Texan · 17/02/2007 07:06

I lived in the UK when my babies were small and am now living back in the States. These shopping trolley covers are EVERYWHERE over here. Sad to say, I would have rushed to buy one had they been available .... anything to protect my little ones from stranger germs . I mean, you never know who has been picking their nose whilst shopping.

trolleycover

PollyLogos · 17/02/2007 08:12

Well I think I'll get the prize here! In most aspects we've been pretty normal except one....

DS1 has always been a keen basketball player and (in our defence we were told he was talented) One year when he was about 14 i sent a round robin out at Christmas saying that he had been playing for the county team this year and that we had high hopes that he would play for Greece one day.

A couple of years later I compiled a whole file on info about getting basketball scholarships to US universities.

Now he's almost 18 and hasn't played for the last year.

We were VERY precocious about his abilities!

liath · 17/02/2007 14:35

Just been taking dd for a walk round the park and saw a CLASSIC piece of PFB behaviour (although in a rather sweet way ).

Saw a woman pushing a pram - she stopped to pick a crocus, then held it under her baby's nose to smell! Had a squint in the pram as I passed - the baby was a couple of months old at the most, definitely looked distinctly uninterested in smelling flowers, anyway!

2Happy · 17/02/2007 14:40

PMSL Liath. Mind you, dh got all excited when the air ambulance turned up at the hospital and insisted on pressing ds's face up to the window to see. When he was one day old. And that was ds2, not even the firstborn!!

liath · 17/02/2007 14:42

Good to see men aren't immune from newborn induced psychosis!

2Happy · 17/02/2007 14:43

"Ooh, look, look, ds2, a helicopter, look!"
"He can't focus past about 6 inches, dear..."
"But it's a helicopter!"
""

peachygirl · 17/02/2007 15:16

This thread is so funny

I am laughing so much it is making my C section scar hurt.

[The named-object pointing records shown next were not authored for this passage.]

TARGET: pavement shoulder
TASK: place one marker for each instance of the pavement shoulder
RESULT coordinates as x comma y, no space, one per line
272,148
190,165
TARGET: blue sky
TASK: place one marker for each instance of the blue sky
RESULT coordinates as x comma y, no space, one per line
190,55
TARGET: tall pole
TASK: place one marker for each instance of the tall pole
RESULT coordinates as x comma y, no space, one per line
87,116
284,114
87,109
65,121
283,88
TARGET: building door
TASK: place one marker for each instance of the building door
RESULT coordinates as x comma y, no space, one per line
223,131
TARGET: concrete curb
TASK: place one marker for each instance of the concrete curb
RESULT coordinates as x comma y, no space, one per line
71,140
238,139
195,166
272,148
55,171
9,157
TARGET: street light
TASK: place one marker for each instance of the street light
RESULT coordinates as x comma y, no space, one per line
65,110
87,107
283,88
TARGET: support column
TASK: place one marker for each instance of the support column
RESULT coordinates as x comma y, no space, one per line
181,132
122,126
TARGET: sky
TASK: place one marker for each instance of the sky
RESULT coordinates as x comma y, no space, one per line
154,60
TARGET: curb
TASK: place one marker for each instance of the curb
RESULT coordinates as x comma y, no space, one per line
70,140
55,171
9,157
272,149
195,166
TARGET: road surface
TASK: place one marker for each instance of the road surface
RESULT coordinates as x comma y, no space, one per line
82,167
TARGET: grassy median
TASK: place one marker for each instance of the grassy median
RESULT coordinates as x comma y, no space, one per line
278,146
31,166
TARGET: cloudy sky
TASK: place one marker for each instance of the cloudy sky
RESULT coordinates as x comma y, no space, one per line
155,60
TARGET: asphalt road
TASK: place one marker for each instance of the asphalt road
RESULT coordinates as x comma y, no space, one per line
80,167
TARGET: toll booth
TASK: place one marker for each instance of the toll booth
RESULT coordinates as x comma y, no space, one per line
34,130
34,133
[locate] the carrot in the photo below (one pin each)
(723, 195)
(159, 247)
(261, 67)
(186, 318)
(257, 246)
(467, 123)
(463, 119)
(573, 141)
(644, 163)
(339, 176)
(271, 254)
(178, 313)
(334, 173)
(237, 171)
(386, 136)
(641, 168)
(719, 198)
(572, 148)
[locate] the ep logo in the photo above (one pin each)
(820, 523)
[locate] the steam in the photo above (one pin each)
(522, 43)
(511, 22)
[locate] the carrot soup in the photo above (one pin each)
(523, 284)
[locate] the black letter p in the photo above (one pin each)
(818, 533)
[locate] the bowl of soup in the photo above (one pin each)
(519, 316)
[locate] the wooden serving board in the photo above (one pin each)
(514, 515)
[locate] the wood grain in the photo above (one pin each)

My DD is only 4 days old and so far I hope I have been quite calm BUT.. when told in the hospital I had to get food into DD one of the reasons I was so reluctant to do it (beside wanting to BF)was the vileness of the disposable teats.
I am about to make a chart to track her feeding ...but she was dehydrated and a bit jaundiced

I'm amazed that the post from cod has impecable spelling and also amazed no one else picked this up!!

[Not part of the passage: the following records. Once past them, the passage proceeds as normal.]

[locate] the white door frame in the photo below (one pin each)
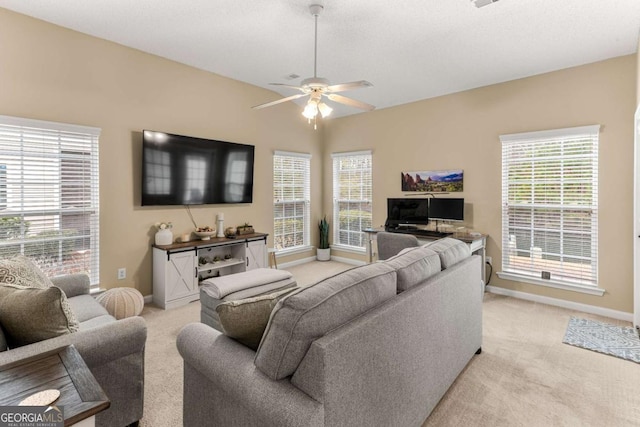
(636, 221)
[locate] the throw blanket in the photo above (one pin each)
(219, 287)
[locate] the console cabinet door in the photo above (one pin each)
(256, 254)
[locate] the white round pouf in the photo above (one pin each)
(122, 302)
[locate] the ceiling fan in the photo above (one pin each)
(317, 87)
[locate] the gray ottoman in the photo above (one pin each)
(253, 283)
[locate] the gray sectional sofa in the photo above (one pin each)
(112, 349)
(377, 345)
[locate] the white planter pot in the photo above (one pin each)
(323, 254)
(164, 237)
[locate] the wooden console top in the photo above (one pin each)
(211, 241)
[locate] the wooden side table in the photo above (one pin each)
(62, 369)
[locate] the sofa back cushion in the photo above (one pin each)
(21, 271)
(414, 266)
(30, 315)
(451, 251)
(311, 312)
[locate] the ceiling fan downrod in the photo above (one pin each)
(316, 10)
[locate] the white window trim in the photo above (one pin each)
(307, 232)
(591, 130)
(94, 133)
(337, 246)
(349, 249)
(585, 289)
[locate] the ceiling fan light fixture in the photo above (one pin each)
(311, 109)
(324, 109)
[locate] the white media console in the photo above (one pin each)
(179, 268)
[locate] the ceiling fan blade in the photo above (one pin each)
(289, 86)
(351, 102)
(348, 86)
(288, 98)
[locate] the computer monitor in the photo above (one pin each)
(450, 209)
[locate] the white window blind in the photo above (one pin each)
(550, 205)
(49, 195)
(352, 194)
(291, 200)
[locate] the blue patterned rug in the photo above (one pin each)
(618, 341)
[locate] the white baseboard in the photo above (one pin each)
(592, 309)
(347, 260)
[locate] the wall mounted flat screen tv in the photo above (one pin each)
(447, 209)
(407, 212)
(183, 170)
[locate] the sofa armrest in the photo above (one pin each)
(97, 346)
(226, 365)
(72, 284)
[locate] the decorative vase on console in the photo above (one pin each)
(164, 236)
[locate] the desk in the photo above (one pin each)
(477, 244)
(62, 369)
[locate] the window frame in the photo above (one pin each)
(360, 199)
(565, 158)
(304, 203)
(62, 175)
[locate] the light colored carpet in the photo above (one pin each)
(525, 375)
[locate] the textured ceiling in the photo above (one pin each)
(409, 49)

peachygirl · 17/02/2007 15:28

I know my time PFB will come..

2nervesleft · 17/02/2007 16:18

Peachy -
I would have thought cods post was mostly cut and paste!

Congratulations on you pfb!

Justaboutmanaging · 17/02/2007 16:26

This reply has been deleted

Message withdrawn at poster's request.

WanderingTrolley · 17/02/2007 17:01

I've never had a pfb but this thread is making me rofl and now I'm seeing some maternal madness from my maternity nursing days in a new light:

When I agreed (as you do) that one lady's pfb was indeed, the loveliest thing I'd ever seen, she had to tell everyone - "He's soooo adorable, even the maternity nurse who's looked after hundreds of babies (a slight exaggeration) says he's the best baby she's ever seen, so we know it's not just us." Her family must've thought I was as barking as her.

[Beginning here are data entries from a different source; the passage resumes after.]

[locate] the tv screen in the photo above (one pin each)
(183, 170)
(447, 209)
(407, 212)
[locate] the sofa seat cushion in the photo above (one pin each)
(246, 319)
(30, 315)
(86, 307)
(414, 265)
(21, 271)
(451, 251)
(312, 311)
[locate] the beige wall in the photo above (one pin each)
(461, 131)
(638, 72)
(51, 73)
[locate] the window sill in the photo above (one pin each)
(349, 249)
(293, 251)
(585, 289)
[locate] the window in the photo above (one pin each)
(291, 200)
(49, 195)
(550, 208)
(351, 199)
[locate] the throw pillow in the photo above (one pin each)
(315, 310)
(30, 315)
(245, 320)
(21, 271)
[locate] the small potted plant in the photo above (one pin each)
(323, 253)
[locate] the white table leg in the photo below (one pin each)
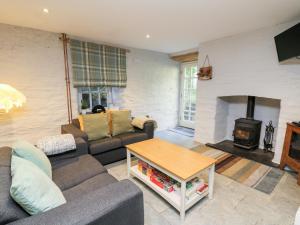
(211, 176)
(182, 203)
(128, 163)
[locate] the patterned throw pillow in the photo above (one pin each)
(32, 189)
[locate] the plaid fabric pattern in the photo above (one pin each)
(97, 65)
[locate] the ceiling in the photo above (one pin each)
(174, 25)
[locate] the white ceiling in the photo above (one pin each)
(174, 25)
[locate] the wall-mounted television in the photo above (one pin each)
(288, 45)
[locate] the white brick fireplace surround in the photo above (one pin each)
(235, 107)
(247, 64)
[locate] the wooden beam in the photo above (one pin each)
(189, 57)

I had a full set of instructions on how to look after a newborn - including the best way to load the washing machine, I kid you not - from one lady who had employed me on the basis of my years of experience in baby care.

Mum of 2 day old pfb: "Ooh! He knows his name - watch him when I call him: David! David! See - he blinked and looked very thoughtful." I can only suppose what she decided he was thinking because the next day they changed his name.

MrsHarry · 17/02/2007 21:17

So, just to be REALLY clear on a few things (am expecting PFB in June...)
Can you go to the toilet and leave PFB on its own in lounge? I thought this would be tantamount to child abuse! What about if your visit to toilet turns out to be longer than you expected....???!!

Don't you have to take baby into bathroom when you have a shower so you can see what they're doing????

Oh, and I really thought baby massage was a good thing, for encouraging 'calmness'. Is it just mad behaviour??

Bugger, I really thought I'd got my post-birth behaviour sorted....what do I know??!!Now think I'm in danger of complete madness...Help!!